Summer temperatures are expected to rise above average, causing fresh warnings of fires and heat waves.
Recent prospects of the Bureau of Meteorology suggest that most of Australia has a chance of 80 percent of normal temperatures between December and February.
Meanwhile, the possibility of forming El Nino in 2018 and creating conditions in eastern Australia still dry and hot now stands at 70 percent, roughly three times more than the usual risk.
"We have already seen extremely hot temperatures across parts of northern and central Queensland in recent days and this should act as an important reminder of the types of conditions that can be obtained during the Australian summer," the long-range forecasting head of the Long- Dr. Andrew Watkins, on Thursday.
The forecast of a long, hot summer has increased the chances of Australia to record one of the warmest years, by doubling and predicting sticky nights.
Rainy sky and dry soils are expected to result in high temperatures in the city, with more "short, sharp" heat waves than the usual in the southern parts and prolonged heat waves in Sydney and Brisbane, Dr. Watkins told reporters.
"Heat waves are actually our biggest killer when it comes to natural disasters," he said.
The summer outlook also triggered a warning of the increased risk of forest fires across southern Australia.
While some of the eastern sushi-affected countries enjoyed some recent rains, the NSW coast experienced heavy rains during a storm this week, experts say, it will not be long before hot summer temperatures dry up the country's vegetation.
"The potential potential for fire remains throughout major parts of southern Australia," the Center for Research Center for Fires and Natural Disasters reported in its seasonal forest fires, published on Thursday.

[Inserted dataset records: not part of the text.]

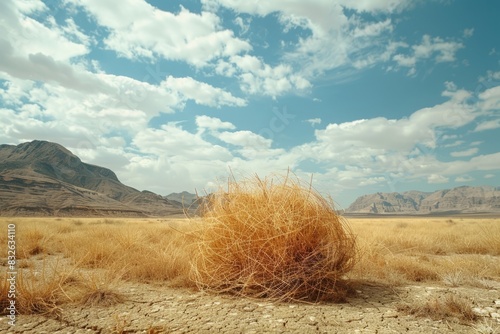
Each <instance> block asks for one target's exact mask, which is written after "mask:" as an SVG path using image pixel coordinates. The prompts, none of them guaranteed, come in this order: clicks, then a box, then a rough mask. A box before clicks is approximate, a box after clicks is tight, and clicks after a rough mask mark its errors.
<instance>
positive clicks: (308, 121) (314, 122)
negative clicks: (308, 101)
mask: <svg viewBox="0 0 500 334" xmlns="http://www.w3.org/2000/svg"><path fill="white" fill-rule="evenodd" d="M306 122H308V123H309V124H311V126H312V127H314V126H315V125H319V124H321V118H310V119H307V120H306Z"/></svg>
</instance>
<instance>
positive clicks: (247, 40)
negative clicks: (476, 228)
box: [0, 0, 500, 208]
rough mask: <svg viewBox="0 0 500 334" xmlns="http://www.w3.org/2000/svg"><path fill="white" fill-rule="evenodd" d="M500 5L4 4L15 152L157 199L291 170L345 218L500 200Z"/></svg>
mask: <svg viewBox="0 0 500 334" xmlns="http://www.w3.org/2000/svg"><path fill="white" fill-rule="evenodd" d="M499 12H500V3H498V2H494V1H485V0H484V1H474V2H473V1H463V0H462V1H459V0H456V1H453V0H449V1H437V0H436V1H409V0H372V1H350V0H336V1H331V0H314V1H307V2H306V1H299V0H282V1H257V0H254V1H235V0H189V1H159V0H155V1H144V0H125V1H121V2H120V4H119V6H117V2H116V1H111V0H64V1H54V0H45V1H14V0H6V1H2V2H1V3H0V36H2V37H0V48H1V50H2V52H1V54H0V129H1V130H0V143H4V144H18V143H21V142H25V141H31V140H34V139H43V140H49V141H54V142H57V143H60V144H62V145H64V146H65V147H67V148H68V149H70V150H71V151H72V152H73V153H75V154H77V155H78V156H79V157H80V158H81V159H82V160H83V161H85V162H88V163H92V164H97V165H101V166H105V167H108V168H111V169H112V170H114V171H115V172H116V173H117V175H118V177H119V178H120V180H121V181H122V182H123V183H125V184H127V185H130V186H133V187H135V188H137V189H140V190H151V191H154V192H157V193H159V194H163V195H166V194H169V193H171V192H179V191H182V190H187V191H190V192H194V191H195V190H197V191H198V192H202V193H203V191H204V190H207V191H210V190H211V189H213V188H214V186H215V185H216V184H217V183H218V182H219V181H220V180H224V179H225V178H227V176H228V173H229V172H230V171H232V172H233V174H234V175H235V176H236V177H237V178H239V177H242V176H251V175H253V174H254V173H257V174H258V175H259V176H261V177H265V176H267V175H270V174H272V173H286V171H287V170H288V169H290V170H291V171H293V172H294V173H295V174H296V175H297V176H298V177H300V178H303V179H304V180H306V181H308V180H310V178H311V175H312V179H313V186H314V187H315V188H316V189H317V190H319V191H320V192H322V193H323V194H325V195H331V196H332V197H333V199H334V201H335V202H336V203H337V204H338V206H340V207H344V208H345V207H347V206H348V205H349V204H350V203H351V202H353V201H354V200H355V198H356V197H357V196H360V195H363V194H367V193H373V192H392V191H400V192H401V191H407V190H421V191H434V190H437V189H445V188H451V187H455V186H461V185H493V186H499V185H500V145H499V144H498V143H499V140H500V38H499V36H498V31H500V23H499V22H498V19H497V14H498V13H499Z"/></svg>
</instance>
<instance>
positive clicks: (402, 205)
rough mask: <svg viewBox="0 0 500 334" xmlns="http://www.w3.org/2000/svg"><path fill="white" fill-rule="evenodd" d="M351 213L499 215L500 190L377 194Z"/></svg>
mask: <svg viewBox="0 0 500 334" xmlns="http://www.w3.org/2000/svg"><path fill="white" fill-rule="evenodd" d="M345 212H346V213H348V214H443V213H457V214H458V213H500V187H493V186H477V187H471V186H461V187H456V188H453V189H445V190H438V191H435V192H421V191H407V192H403V193H397V192H393V193H380V192H379V193H375V194H369V195H364V196H360V197H358V198H357V199H356V200H355V201H354V203H352V204H351V205H350V206H349V207H348V208H347V209H346V210H345Z"/></svg>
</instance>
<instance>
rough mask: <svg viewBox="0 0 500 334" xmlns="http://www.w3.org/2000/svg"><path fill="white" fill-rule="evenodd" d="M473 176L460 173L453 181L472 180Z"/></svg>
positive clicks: (473, 180)
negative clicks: (460, 175)
mask: <svg viewBox="0 0 500 334" xmlns="http://www.w3.org/2000/svg"><path fill="white" fill-rule="evenodd" d="M472 181H474V178H473V177H471V176H469V175H462V176H458V177H457V178H455V182H472Z"/></svg>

The Bureau of Meteorology predicts a lighter summer for larger parts of Queensland, Western Australia and the Northern Territory.
"With this, locally strong rainfall, similar to what we saw in NSW in the past two days, is always possible in the summer, no matter what the prospect shows," said Dr. Watkins.
New South Wales saw its eighth-strongest and fourth-strongest in April-November, while Queensland and Victoria experienced similar conditions.
The dry, warm weather that stretched from autumn to spring now arouses expectations of a near-normal risk of fire this summer for much of Queensland, New South Wales, AST, Victoria, Tasmania, South Australia and Western Australia.
CRS for fires and natural disasters said it took several months above average precipitation to improve the general drought in the landscape.
"The dry landscape means that all hot wind conditions are likely to see an increased risk of fire," the statement said.
"The recent rainfall was not significant enough to drastically change the burden of vegetation (fuel), with many southern and eastern areas already being cured or carrying small grass growth."